Deep learning for Defect Classification

Deep learning for Defect Classification

  • ASTRI proposes a new approach for defect analysis, namely the deep learning/machine learning based defect classification technology. The proposed deep model is tailored and optimised for industrial applications. It is equipped with precise multi-scaling mechanism to provide high precision feature extraction for high precision inspection. In addition, it has self-learning ability to adaptively adjust and tuning the model to boosting the performance. The deep model network is also optimised for high speed industrial applications. For example the network flatten technology reduces the complexity of network to speed up the testing procedure to meet the high UPH requirement from production line.

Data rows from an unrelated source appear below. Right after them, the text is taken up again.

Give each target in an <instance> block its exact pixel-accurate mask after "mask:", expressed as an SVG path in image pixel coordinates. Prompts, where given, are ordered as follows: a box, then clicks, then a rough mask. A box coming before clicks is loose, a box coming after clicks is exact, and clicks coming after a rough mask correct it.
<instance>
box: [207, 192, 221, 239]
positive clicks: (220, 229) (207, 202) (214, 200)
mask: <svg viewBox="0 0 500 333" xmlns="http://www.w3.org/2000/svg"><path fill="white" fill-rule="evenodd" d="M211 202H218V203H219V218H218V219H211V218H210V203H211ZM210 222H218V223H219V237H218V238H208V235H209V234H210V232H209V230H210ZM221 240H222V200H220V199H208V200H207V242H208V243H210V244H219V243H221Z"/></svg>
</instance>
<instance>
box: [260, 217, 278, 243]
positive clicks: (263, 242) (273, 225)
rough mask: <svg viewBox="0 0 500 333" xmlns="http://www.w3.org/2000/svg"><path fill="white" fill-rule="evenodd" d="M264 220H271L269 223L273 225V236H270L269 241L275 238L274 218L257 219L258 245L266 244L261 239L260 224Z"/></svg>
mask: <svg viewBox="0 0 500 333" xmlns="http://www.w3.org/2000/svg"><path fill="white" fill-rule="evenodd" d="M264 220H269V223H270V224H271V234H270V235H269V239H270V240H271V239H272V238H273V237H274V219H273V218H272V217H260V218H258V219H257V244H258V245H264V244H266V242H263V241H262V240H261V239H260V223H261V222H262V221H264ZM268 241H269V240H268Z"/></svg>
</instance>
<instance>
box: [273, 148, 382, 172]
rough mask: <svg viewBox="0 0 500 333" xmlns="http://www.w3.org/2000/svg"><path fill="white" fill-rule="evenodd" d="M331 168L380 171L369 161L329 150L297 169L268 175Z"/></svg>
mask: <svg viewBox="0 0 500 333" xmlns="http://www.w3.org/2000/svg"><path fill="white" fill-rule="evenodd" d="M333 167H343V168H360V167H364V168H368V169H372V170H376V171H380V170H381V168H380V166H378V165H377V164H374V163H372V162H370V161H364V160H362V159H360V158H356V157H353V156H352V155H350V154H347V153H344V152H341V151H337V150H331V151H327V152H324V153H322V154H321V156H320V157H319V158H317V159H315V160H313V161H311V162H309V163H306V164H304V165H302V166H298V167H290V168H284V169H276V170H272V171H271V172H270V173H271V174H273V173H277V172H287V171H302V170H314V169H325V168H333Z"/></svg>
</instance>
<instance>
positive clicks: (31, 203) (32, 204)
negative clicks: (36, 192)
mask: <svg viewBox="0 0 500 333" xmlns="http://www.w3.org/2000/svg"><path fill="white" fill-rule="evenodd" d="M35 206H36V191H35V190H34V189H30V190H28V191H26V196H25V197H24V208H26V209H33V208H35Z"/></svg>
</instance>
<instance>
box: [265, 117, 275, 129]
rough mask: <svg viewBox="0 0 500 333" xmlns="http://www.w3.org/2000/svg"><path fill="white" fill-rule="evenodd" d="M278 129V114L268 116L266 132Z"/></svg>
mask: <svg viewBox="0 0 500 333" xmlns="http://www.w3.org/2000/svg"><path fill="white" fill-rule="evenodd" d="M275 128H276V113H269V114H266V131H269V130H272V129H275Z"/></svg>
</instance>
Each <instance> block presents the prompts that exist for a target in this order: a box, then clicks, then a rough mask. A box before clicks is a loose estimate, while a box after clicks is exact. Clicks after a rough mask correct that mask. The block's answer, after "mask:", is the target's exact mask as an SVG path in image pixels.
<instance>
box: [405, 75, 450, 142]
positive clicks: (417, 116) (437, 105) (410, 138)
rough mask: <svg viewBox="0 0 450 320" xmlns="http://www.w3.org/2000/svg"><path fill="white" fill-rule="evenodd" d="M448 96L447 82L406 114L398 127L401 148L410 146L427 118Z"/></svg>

    Based on this technology, we can develop amazing applications for industry. For high precision inspection, the existing inspection system may encounter the noise from the manufactory environment of the production line, which causes false alert to the AOI system. The proposed technology can extract complex and multi-module features, which may be easily ignored by human to detect the noise, and prevent the false alert so that the performance can be boosted.

     

    The proposed deep learning technology can be also used as a data analysis module to classify different type of defects with the statistical data. The data is processed real-time in the proposed system, rather than taking the existing human based approach that has a time delay. In addition, this well-organised data will be used in supporting the system to improve the production cycle during manufactory.